The course, which took place last week, is part of an overall effort to develop an education-to-workforce pipeline in eastern North Carolina that will help address the region’s need for advanced manufacturing workers and entrepreneurs.
Funding for the training comes through PCC’s portion of a $1.25 million-grant from the Golden LEAF Foundation. The college, which collaborated with Pitt County Schools, STEMEAST and East Carolina University to spur interest among middle school students in e-STEAM (Entrepreneurship, Science, Technology, Engineering, Art and Math) careers, received $70,000 to provide the entrepreneurship training in the summers of 2015 and 2016.
Charles Griffin, chair of the PCC Entrepreneurship, Marketing and Economics Department, said research has shown that learning about entrepreneurship at the middle school level may have life-long benefits including self-sufficiency, resiliency and creative problem-solving.
“It is essential that we expose today’s young people to the role that entrepreneurship plays in the economic success of both their families and communities,” he said.
According to Griffin, the 39 teachers who trained at PCC this month earned REAL (Rural Entrepreneurship through Action Learning) certification and left campus with a printed curriculum guide and REAL flash drive containing all core and supplemental activities and materials related to planning, facilitating and supporting the REAL program.
“The REAL Entrepreneurship curriculum is the result of years of innovation, adaptation, experimentation and refinement on the part of countless creative and dedicated educators and entrepreneurs,” Griffin said. “REAL has created a dynamic curriculum that combines best educational practices with detailed technical and business concepts.”

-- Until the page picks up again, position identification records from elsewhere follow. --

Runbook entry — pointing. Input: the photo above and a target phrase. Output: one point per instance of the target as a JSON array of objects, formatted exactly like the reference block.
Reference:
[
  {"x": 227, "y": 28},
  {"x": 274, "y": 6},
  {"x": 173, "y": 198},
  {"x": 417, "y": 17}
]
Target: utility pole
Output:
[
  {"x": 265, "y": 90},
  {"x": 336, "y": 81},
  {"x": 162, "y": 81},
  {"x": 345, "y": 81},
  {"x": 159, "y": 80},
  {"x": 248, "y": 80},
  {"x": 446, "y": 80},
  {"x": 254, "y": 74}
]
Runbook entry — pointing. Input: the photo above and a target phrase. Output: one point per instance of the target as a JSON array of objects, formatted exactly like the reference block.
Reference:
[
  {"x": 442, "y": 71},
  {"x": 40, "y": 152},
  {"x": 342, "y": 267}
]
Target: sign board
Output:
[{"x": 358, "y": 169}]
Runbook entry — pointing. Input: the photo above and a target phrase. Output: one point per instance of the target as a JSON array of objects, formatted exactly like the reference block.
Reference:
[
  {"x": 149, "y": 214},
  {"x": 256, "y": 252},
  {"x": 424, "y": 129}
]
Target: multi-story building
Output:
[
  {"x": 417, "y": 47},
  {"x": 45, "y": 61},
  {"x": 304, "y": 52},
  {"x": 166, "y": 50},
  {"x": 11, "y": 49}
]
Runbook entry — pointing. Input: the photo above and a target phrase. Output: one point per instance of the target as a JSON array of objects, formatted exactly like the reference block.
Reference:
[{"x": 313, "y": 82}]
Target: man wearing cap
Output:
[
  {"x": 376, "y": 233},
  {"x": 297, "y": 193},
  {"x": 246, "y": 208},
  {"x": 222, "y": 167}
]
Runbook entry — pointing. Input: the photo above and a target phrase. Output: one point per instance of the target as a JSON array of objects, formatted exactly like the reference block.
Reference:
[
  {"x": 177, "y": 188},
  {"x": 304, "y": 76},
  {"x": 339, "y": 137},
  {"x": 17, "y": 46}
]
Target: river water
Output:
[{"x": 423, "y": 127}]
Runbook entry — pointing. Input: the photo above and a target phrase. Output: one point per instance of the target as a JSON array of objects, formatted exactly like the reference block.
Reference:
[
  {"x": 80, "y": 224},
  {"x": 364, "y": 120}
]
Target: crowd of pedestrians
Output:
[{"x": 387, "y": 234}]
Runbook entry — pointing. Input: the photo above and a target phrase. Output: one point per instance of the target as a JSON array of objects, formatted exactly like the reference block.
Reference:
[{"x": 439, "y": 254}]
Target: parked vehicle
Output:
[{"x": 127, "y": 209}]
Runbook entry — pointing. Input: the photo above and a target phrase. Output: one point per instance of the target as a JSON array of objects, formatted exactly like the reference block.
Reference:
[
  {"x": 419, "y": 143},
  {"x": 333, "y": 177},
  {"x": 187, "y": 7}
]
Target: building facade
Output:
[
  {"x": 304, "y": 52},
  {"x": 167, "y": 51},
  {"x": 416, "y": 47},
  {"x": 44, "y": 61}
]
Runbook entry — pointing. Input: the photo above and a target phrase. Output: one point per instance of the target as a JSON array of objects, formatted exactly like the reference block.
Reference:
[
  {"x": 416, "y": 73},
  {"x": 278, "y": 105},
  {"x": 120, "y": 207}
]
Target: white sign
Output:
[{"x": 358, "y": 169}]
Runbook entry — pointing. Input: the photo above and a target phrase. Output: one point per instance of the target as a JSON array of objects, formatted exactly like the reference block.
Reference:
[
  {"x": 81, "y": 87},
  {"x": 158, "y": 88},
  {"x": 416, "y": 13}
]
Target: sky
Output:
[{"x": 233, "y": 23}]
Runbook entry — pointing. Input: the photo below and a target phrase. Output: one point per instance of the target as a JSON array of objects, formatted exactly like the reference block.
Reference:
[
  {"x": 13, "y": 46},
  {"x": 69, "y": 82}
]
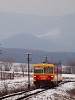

In all, 71 teachers completed the training at Pitt over the course of two summers. Griffin says PCC faculty are planning to visit area middle schools to observe implementation of entrepreneurial concepts in the classroom.
Griffin noted that PCC offers an associate degree in entrepreneurship and added that Pitt County high school students can dually enroll in the program. He encouraged individuals wanting more curriculum information to contact him by e-mail.